Berapa banyak pasien yang sangat menantikan dia bisa mengembangkan obat yang menyelamatkan nyawa.

Namun, di sini, dia ingin menyelamatkan seorang bocah laki-laki, tetapi itu terasa sangat sulit, sangat sulit sehingga hampir kehilangan nyawanya sendiri.

Dia diseret kembali, tidak ada yang peduli dia masih hidup atau mati, yang terbaik pun adalah dia mati.

Sera dilempar ke lantai marmer Paviliun Sarayu bersama dengan kotak obatnya, dan punggungnya terbanting dengan keras.

Dia tidak bisa membalikkan badan, dan berpikir bahwa punggungnya sudah berdarah. Dengan enggan ia menyeret kotak obat itu dengan punggung tangannya, membukanya, mengambil pil, menelannya dan menyuntik dirinya sendiri, berharap untuk selamat. Sungguh sebuah malapetaka.

Perlahan, dia pingsan.

Di halaman bawah Istana, Raja Deon Chu memerintahkan Sera untuk dipukuli dengan kejam, tetapi amarahnya dipadamkannya dengan seketika. Dia menenangkan Dayang Nadiin dengan beberapa patah kata sebelum dia pergi.

Pengawal Bima menyusulnya, "Pangeran, sang putri di sana, maukah Anda meminta dokter untuk datang dan memeriksanya?"

Mata Raja Deon terangkat, keningnya berkerut, "Tidak, biarkan saja mati dan laporkan sebagai kematian mendadak!"

“Tapi… bagaimana menjelaskannya?” Tanya Pengawal Bima Tang.
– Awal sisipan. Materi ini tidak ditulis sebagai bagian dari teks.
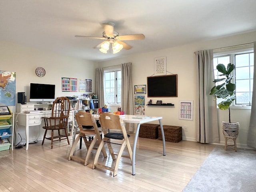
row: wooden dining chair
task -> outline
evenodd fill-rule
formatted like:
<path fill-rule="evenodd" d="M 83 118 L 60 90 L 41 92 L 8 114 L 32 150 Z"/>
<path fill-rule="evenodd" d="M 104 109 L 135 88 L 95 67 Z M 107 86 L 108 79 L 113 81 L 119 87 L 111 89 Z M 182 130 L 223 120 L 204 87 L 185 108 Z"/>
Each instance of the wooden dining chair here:
<path fill-rule="evenodd" d="M 105 112 L 100 114 L 99 118 L 100 124 L 101 125 L 102 131 L 104 134 L 104 136 L 102 140 L 96 154 L 94 157 L 92 168 L 94 169 L 97 167 L 109 170 L 113 172 L 113 176 L 117 174 L 117 171 L 118 168 L 119 161 L 121 157 L 129 158 L 132 160 L 132 151 L 129 142 L 128 137 L 129 135 L 128 135 L 122 118 L 119 117 L 118 115 L 115 115 L 110 113 Z M 121 132 L 111 132 L 111 130 L 119 130 Z M 114 140 L 114 141 L 113 141 Z M 120 142 L 114 142 L 114 141 L 121 141 Z M 104 148 L 104 143 L 107 143 L 110 152 L 114 160 L 116 160 L 114 168 L 108 166 L 105 164 L 98 163 L 98 160 L 100 151 L 102 148 Z M 118 154 L 114 154 L 111 144 L 117 144 L 121 145 Z M 127 147 L 129 153 L 128 156 L 123 155 L 122 153 L 125 147 Z"/>
<path fill-rule="evenodd" d="M 101 131 L 99 130 L 96 121 L 90 114 L 83 111 L 78 111 L 76 114 L 75 116 L 78 126 L 80 129 L 80 133 L 72 145 L 68 160 L 77 160 L 83 162 L 84 165 L 86 166 L 89 164 L 89 160 L 92 150 L 97 150 L 101 141 Z M 92 126 L 93 126 L 93 129 L 84 129 L 83 128 L 83 126 L 84 127 Z M 92 140 L 90 138 L 92 137 L 93 137 Z M 87 151 L 84 158 L 75 155 L 74 154 L 77 143 L 81 138 L 83 138 L 87 149 Z M 101 151 L 104 157 L 106 157 L 107 154 L 105 149 L 102 148 Z"/>
<path fill-rule="evenodd" d="M 50 117 L 43 117 L 44 121 L 45 129 L 42 145 L 44 144 L 44 139 L 51 140 L 51 148 L 53 147 L 53 142 L 60 141 L 66 139 L 69 145 L 69 140 L 67 129 L 68 126 L 68 116 L 70 110 L 70 102 L 65 97 L 58 97 L 53 102 L 52 107 L 52 116 Z M 46 137 L 48 130 L 51 131 L 51 136 Z M 65 135 L 62 134 L 61 131 L 64 130 Z M 58 131 L 58 135 L 54 136 L 54 131 Z"/>

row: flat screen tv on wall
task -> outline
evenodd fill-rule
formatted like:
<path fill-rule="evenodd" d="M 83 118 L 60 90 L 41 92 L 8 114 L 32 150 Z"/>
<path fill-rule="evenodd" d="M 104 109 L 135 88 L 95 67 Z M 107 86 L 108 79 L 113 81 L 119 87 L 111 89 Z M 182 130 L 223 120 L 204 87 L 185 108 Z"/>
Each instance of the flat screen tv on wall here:
<path fill-rule="evenodd" d="M 29 101 L 54 101 L 55 98 L 55 85 L 30 83 Z"/>
<path fill-rule="evenodd" d="M 178 75 L 147 77 L 148 97 L 178 97 Z"/>

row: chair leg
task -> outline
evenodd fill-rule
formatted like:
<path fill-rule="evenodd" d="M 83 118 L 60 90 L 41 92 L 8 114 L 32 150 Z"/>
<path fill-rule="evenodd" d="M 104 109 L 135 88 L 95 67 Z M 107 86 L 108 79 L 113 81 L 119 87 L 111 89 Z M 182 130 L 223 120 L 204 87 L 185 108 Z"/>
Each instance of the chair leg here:
<path fill-rule="evenodd" d="M 44 139 L 45 139 L 45 136 L 46 135 L 46 133 L 47 132 L 47 130 L 46 129 L 45 131 L 44 132 L 44 138 L 43 139 L 43 141 L 42 142 L 42 145 L 44 144 Z"/>
<path fill-rule="evenodd" d="M 80 149 L 82 149 L 82 138 L 80 137 L 80 144 L 79 144 L 79 148 Z"/>
<path fill-rule="evenodd" d="M 53 130 L 52 130 L 52 136 L 51 136 L 51 148 L 53 147 Z"/>
<path fill-rule="evenodd" d="M 118 169 L 118 165 L 119 164 L 119 161 L 120 161 L 120 159 L 121 158 L 121 157 L 122 157 L 122 154 L 123 153 L 123 152 L 124 151 L 124 150 L 125 148 L 125 146 L 126 146 L 126 142 L 125 140 L 124 140 L 123 141 L 123 142 L 122 144 L 122 146 L 119 149 L 119 152 L 118 152 L 118 154 L 117 155 L 117 157 L 116 157 L 116 162 L 115 163 L 115 165 L 114 168 L 114 171 L 113 172 L 113 176 L 115 176 L 116 175 L 117 175 L 117 171 Z"/>
<path fill-rule="evenodd" d="M 104 138 L 103 138 L 103 139 L 104 139 Z M 110 139 L 109 139 L 108 138 L 106 139 L 105 140 L 108 142 L 110 142 Z M 116 159 L 116 156 L 114 153 L 114 150 L 113 150 L 113 148 L 112 148 L 111 144 L 109 142 L 108 142 L 107 143 L 107 145 L 108 145 L 108 149 L 109 149 L 109 152 L 110 152 L 110 154 L 111 155 L 112 159 L 113 159 L 113 160 L 115 160 Z"/>
<path fill-rule="evenodd" d="M 72 158 L 70 158 L 71 156 L 72 156 L 74 154 L 74 152 L 75 150 L 75 148 L 76 148 L 76 146 L 77 143 L 78 143 L 78 141 L 80 139 L 80 136 L 79 135 L 78 135 L 75 140 L 75 141 L 74 141 L 74 143 L 72 145 L 72 147 L 71 147 L 71 149 L 70 150 L 70 152 L 69 153 L 69 156 L 68 157 L 68 160 L 71 160 Z"/>
<path fill-rule="evenodd" d="M 92 169 L 95 169 L 97 167 L 96 165 L 98 163 L 98 160 L 99 159 L 100 154 L 100 152 L 101 152 L 102 148 L 104 147 L 104 141 L 106 140 L 106 138 L 103 138 L 103 139 L 101 140 L 99 146 L 98 147 L 98 149 L 96 152 L 95 156 L 94 156 L 94 158 L 92 164 Z"/>
<path fill-rule="evenodd" d="M 69 145 L 69 140 L 68 140 L 68 132 L 67 131 L 67 129 L 64 129 L 64 131 L 65 131 L 66 137 L 67 138 L 67 140 L 68 140 L 68 144 Z"/>

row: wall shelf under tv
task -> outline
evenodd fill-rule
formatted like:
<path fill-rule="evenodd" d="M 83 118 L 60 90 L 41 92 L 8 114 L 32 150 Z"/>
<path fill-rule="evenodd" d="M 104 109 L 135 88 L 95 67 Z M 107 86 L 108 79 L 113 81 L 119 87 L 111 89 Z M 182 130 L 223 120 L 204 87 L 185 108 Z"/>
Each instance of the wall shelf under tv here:
<path fill-rule="evenodd" d="M 146 105 L 152 105 L 154 106 L 174 106 L 174 104 L 172 103 L 162 103 L 161 104 L 148 104 Z"/>

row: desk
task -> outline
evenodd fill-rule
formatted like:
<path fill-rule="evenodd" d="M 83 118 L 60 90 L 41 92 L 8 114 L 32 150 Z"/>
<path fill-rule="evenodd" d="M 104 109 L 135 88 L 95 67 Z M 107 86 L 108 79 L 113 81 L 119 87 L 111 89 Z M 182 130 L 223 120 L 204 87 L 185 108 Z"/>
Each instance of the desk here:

“Apa perlu kujelaskan lagi?” Suara Raja Deon dingin.

Pengawal Bima mengerti, "Baiklah!"

Raja Deon Chu pergi.

Pengawal Bima Tang kembali ke halaman dan memerintahkan Fara untuk mengambilkan obat untuk  Edd.

Setelah memasuki halaman, dia melihat bahwa Edd benar-benar tertidur.

Dayang Nadiin menyeka air matanya dan membersihkan kapas yang berlumuran darah, dan berseru: "Senang rasanya melihatnya bisa tidur. Dia begitu kesakitan hingga tidak bisa tidur."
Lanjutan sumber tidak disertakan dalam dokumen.